Monday, November 19, 2018
Gladriel Shobe (BYU) presents Economic Segregation, Tax Reform, and the Local Tax Deduction at Loyola-L.A. today as part of its Tax Policy Colloquium Series hosted by Ellen Aprill and Katie Pratt:
Economic segregation has increased over the past half century. The trend of rich neighborhoods getting richer while poor neighborhoods get poorer is particularly concerning because it limits upward mobility for children and perpetuates intergenerational income inequality. Although scholars and governments have studied the effects and consequences of economic segregation, they have overlooked the connection between economic segregation and the federal deduction for local taxes.
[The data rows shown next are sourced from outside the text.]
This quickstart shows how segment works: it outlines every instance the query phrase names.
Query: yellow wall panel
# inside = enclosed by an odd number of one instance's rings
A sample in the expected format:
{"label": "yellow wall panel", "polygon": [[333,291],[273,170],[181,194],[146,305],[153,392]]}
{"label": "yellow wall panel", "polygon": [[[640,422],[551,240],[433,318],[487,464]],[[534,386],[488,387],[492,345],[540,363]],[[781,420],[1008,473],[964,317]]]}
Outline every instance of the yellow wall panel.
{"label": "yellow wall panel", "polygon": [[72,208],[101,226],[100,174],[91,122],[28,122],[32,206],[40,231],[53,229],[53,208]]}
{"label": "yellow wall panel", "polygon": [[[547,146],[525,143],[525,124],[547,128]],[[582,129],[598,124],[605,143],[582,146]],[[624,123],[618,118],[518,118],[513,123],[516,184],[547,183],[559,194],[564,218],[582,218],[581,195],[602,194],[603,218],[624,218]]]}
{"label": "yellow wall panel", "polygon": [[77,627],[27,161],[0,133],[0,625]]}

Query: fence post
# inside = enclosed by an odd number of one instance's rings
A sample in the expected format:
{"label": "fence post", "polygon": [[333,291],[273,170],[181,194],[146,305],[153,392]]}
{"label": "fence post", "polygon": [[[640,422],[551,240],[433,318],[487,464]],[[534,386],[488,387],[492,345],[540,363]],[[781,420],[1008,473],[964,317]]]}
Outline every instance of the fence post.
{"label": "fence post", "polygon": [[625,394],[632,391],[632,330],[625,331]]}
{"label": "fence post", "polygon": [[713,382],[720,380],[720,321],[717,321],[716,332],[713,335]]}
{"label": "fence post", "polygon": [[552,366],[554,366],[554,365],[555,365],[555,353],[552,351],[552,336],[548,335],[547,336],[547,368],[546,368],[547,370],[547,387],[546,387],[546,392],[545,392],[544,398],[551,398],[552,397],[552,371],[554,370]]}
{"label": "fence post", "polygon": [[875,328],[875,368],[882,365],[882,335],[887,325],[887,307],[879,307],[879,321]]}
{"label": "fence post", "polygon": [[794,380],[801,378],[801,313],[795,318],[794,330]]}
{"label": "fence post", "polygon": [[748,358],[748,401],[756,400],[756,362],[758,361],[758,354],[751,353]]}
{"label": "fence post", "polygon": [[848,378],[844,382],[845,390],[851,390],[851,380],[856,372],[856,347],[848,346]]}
This Article makes the novel argument that the local tax deduction rewards, and likely contributes to, economic segregation. It arrives at that conclusion by showing that the deduction is only available to the wealthy and that the deduction allows localities to charge higher taxes, and therefore provide better goods and services, than they could in the absence of the deduction. However, only relatively wealthy localities benefit from the deduction because only they have a critical mass of taxpayers who claim the deduction. This allows these wealthy localities to provide services at a cost of less than face value to their residents, which in turn allows them to raise their tax rates as a result of the deduction’s subsidy. This Article argues that the deduction’s subsidy for wealthy neighborhoods likely contributes to economic segregation because it provides an incentive for the wealthy to segregate into wealthy, subsidized neighborhoods over less segregated and less subsidized localities.
This Article’s analysis and arguments are particularly relevant in light of the recent Tax Cuts and Jobs Act, which controversially capped the state and local tax deduction at $10,000 starting in 2018. This Article steps back from the political contention surrounding the deduction to analyze it from a tax policy perspective in light of its effects on economic segregation. It argues that the $10,000 ceiling mitigates the incentives for economic segregation by reducing the deduction’s federal subsidy for wealthy neighborhoods, but that there are alternatives that would similarly reduce the deduction’s incentive for the wealthy to economically segregate but which would be better tax policy.